Master's defences | Marty Fuhry, An Implementation of the Discontinuous Galerkin Method on Graphics Processing Units

Wednesday, April 10, 2013 10:00 am - 10:00 am EDT (GMT -04:00)

MC 5158

Candidate

Marty Fuhry, Applied Mathematics, University of Waterloo

Title

An Implementation of the Discontinuous Galerkin Method on Graphics Processing Units

Abstract

Computing highly-accurate approximate solutions to partial differential equations (PDEs) requires both a robust numerical method and a powerful machine. We present a parallel implementation of the discontinuous Galerkin (DG) method on graphics processing units (GPUs). In addition to being flexible and highly accurate, DG methods accommodate parallel architectures well, as their discontinuous nature produces entirely  element-local approximations.

While GPUs were originally intended to compute and display computer graphics, they have recently become a popular general purpose computing device. These cheap and extremely powerful devices have a massively parallel structure. With the recent addition of double precision floating point number support, GPUs have matured as serious platforms for parallel scientific computing.
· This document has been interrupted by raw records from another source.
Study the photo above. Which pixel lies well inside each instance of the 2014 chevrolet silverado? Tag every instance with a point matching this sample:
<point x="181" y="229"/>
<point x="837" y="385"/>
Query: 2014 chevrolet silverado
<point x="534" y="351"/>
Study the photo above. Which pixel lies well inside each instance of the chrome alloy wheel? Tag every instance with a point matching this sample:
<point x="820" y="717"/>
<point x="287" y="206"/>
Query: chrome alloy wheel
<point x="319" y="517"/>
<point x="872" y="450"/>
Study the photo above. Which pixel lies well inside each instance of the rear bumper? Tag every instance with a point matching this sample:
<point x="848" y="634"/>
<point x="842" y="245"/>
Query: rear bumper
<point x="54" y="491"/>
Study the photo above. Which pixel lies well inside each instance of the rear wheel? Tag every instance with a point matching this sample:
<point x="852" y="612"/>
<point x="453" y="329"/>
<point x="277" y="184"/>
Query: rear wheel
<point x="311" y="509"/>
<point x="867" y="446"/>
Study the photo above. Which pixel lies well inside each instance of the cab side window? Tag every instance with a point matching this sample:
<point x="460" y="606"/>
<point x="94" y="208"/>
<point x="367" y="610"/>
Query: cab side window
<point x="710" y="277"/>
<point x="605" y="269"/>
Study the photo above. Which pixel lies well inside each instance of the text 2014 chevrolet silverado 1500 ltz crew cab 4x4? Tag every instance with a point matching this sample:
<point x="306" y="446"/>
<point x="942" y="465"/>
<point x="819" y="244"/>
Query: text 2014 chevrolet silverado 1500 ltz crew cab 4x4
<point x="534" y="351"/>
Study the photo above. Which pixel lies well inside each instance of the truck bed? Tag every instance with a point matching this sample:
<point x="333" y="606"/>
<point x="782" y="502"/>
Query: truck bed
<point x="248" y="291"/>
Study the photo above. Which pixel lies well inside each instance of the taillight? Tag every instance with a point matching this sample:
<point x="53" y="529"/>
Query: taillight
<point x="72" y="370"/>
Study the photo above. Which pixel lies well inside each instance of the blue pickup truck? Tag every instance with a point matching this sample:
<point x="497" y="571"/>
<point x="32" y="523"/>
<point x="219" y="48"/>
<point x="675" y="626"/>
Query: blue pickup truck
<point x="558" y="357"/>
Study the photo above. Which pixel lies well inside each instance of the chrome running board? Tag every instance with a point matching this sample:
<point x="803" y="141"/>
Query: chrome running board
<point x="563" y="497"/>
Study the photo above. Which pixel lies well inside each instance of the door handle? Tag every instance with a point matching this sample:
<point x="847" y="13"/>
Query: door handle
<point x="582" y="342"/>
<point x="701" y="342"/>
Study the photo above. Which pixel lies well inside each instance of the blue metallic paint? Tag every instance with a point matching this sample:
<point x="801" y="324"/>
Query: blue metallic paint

In this thesis, we present an implementation of the DG method applied to systems of hyperbolic conservation laws in two dimensions on a GPU using NVIDIA’s Compute Unified Device Architecture (CUDA). Numerous computed examples from linear advection to the Euler equations demonstrate the modularity and usefulness of our implementation. Benchmarking our method against a single core, serial implementation of  the DG method reveals a speedup of a factor of over fifty times using a $500 USD NVIDIA GTX 580.